Economy

White House, Senate GOP Unveil Half-Assed Stimulus Proposal

Written by SK Ashby

Senate Republicans will supposedly release the actual text of their stimulus proposal at some point later today, but Treasury Secretary Steve Mnuchin has now told us what will or won't be in it.

Mnuchin appeared on Fox News yesterday where he said it would include stimulus checks, liability protection for corporations, and a massive cut for the pandemic unemployment program.

From CNBC:

Mnuchin said Sunday that he hopes Congress can work in a bipartisan manner to approve the GOP proposal, which is expected to have another round of $1,200 stimulus checks for Americans and liability protections for businesses and schools among other provisions.

It also will modify the federal unemployment insurance supplement to include about 70% wage replacement for individuals, he said, instead of the $600 boost in weekly benefits for all recipients. That benefit, which was a key component of the $2.2 trillion CARES Act, came to an end over the weekend.

House Democrats have already said they won't agree to cutting the pandemic unemployment program but, just to make an example, let's say they do. What would that mean?

Under the GOP proposal, tens of millions of people would see their income drop below a level that has allowed them to pay their bills and stay in their homes. A wave of evictions and defaults, which could number as high as 25 million, will follow. And there are no jobs to go back to for many people.

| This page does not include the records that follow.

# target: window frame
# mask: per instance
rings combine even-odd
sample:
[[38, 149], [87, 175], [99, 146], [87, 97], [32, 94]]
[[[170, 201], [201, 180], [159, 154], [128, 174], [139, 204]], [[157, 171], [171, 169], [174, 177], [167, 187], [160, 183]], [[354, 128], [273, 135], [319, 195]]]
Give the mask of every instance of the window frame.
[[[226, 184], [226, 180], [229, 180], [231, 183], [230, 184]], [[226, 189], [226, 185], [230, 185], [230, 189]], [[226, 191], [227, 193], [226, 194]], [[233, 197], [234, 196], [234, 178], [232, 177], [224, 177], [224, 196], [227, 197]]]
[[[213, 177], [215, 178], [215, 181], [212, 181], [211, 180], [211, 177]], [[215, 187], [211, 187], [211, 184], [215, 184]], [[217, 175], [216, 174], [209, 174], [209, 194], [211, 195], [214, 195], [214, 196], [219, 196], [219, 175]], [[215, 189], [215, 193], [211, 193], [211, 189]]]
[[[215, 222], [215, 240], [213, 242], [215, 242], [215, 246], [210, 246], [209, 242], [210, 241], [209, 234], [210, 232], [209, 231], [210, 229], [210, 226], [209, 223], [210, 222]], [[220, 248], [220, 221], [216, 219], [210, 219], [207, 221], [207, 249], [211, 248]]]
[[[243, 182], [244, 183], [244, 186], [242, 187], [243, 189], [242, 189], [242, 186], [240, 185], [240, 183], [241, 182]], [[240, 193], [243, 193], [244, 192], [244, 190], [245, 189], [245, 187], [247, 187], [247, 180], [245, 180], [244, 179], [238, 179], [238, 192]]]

Even if you discount the possibility that millions will lose their homes, cutting the program also means taking tens of billions of consumer spending out of the economy every single week. Consumer spending enabled by the pandemic program is supporting jobs that may also be cut without consumer spending.

The last pandemic unemployment payments were processed over the weekend and there will be none next week if congressional Republican statements are taken at face value. Senate Majority Mitch McConnell said he does not even expect to pass something and send it to the House for weeks!

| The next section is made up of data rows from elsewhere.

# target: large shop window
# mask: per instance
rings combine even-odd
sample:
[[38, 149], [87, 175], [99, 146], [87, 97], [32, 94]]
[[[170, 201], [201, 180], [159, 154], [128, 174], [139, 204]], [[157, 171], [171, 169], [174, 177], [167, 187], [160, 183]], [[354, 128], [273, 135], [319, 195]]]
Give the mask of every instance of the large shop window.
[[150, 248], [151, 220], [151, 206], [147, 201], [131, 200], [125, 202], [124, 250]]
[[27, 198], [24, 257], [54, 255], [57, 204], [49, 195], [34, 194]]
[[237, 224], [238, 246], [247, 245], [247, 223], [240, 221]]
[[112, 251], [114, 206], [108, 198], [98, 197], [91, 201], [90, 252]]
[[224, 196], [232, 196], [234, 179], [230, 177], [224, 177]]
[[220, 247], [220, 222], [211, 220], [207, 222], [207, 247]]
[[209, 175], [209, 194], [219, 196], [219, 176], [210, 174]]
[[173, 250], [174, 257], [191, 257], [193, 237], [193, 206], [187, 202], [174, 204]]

Hopefully in the next two to three weeks we’ll be able to come together and pass something that we can send over to the House and down to the President for signature,” McConnell told WKTY, a CNN- affiliate station in Kentucky, in an interview published Friday evening.

If they really don't pass anything this week or even in the next two weeks, that means up to 30 million people will see no additional money until the middle of August. They won't see the normal benefit or even the reduced benefit proposed by Republicans; they'll see nothing.

It's difficult to see this as anything other than an economic disaster in the making. The only way out of it would be to temporarily extend the program this week so payments will continue next week.

House Democrats passed a stimulus bill two months ago and Senate Republicans spent the entire summer doing nothing but confirming Trump's court nominees.